Further afield, Dr. Axe wrote this article detailing all you need to know about nitrates and nitrites. And there are many more in this same vein.
So, What’s the Solution?
We know it’s a lot to take in.
We’ve been on this journey for over 10 years, and we’re still learning (and occasionally making less-than-desirable choices).
So, knowing all this information, what are we to do?
- Where possible, we recommend only eating cured meats that are naturally preserved using celery or beetroot powders. While this avoids artificial additives, naturally-occurring nitrates are still present in these vegie powders. But this form is safe to eat.

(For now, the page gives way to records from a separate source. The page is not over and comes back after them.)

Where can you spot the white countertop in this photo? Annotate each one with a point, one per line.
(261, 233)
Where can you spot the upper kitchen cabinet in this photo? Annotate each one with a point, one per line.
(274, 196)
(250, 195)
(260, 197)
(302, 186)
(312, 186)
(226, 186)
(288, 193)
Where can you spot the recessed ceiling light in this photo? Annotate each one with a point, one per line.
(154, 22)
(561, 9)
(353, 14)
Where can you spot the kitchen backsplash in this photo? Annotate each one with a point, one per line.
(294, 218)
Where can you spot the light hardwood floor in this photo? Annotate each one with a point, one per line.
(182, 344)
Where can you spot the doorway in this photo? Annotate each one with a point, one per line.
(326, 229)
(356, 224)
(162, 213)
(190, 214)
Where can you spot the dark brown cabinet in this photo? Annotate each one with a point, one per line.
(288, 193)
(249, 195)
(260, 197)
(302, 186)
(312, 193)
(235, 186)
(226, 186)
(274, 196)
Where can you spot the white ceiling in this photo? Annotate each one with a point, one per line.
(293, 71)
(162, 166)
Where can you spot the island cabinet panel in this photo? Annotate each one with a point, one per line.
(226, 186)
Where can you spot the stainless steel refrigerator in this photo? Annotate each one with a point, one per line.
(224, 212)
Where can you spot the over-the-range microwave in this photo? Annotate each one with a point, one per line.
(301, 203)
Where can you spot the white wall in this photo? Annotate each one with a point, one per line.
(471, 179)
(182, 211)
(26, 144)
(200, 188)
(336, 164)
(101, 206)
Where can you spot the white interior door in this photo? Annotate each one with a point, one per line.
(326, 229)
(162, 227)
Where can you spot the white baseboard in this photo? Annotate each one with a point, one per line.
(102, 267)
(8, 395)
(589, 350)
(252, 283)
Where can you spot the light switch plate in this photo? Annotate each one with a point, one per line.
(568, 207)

- Try to reduce the amount of processed meats you eat – making them a very ‘occasional’ food. Instead, try opting for fresh or frozen unprocessed meat that you season and cook yourself.

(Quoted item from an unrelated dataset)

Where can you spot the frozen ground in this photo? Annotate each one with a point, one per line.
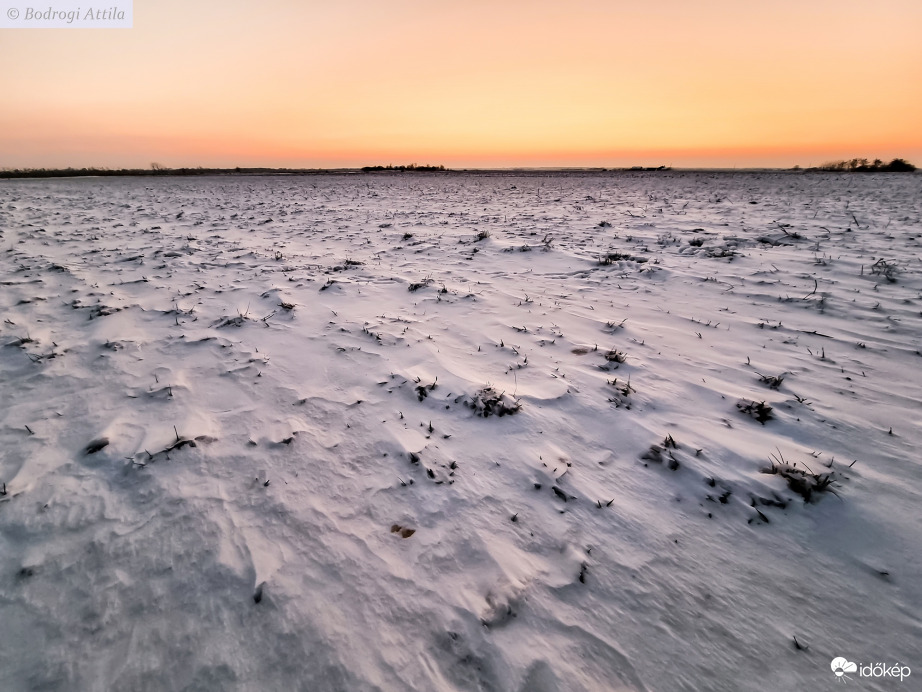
(298, 494)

- We don’t suggest using the cooking liquid from a commercially purchased corned beef roast, bacon bones or a bacon hock. An easy substitution is homemade broth made from beef, lamb, chicken or vegies. The flavour will be different, but you won’t be eating questionable additives.
- And if you really can’t live without bacon or ham, this suggestion from Naturally Savvy will go a long way in protecting your health “The antioxidants ascorbic acid, commonly known as vitamin C, as well as vitamin E have been proven to inhibit the conversion of sodium nitrite to nitrosamines. If you choose to eat cold cuts or bacon, protect yourself by taking 500 to 1,000 mg of vitamin C and 200 IU of vitamin E before your meal”.
And yes, we still find it difficult to turn down the offer of a crispy piece bacon while eating with friends 😉
What about you? We’d love to hear whether or not you choose to reduce the amount of processed meats you eat, and how you’re finding the journey.
March 30, 2021 @ 6:11 pm
My understanding is that nitrates (including from natural sources such as celery) interact with certain components in red meat (haem iron, amines and amides), they form N-nitroso compounds, which cause cancer. The best known of these compounds is nitrosamine. Organic bacon, organic wine, and organic cigarettes are all marketed as being safer; but I don’t think the cancer council would say there is any difference.
December 26, 2021 @ 5:28 pm
James, thanks for sharing about the way nitrates interact to form other compounds. I must admit chemistry isn’t my forte, but it’s wise to learn what we can, and then make the best choices we can for our family.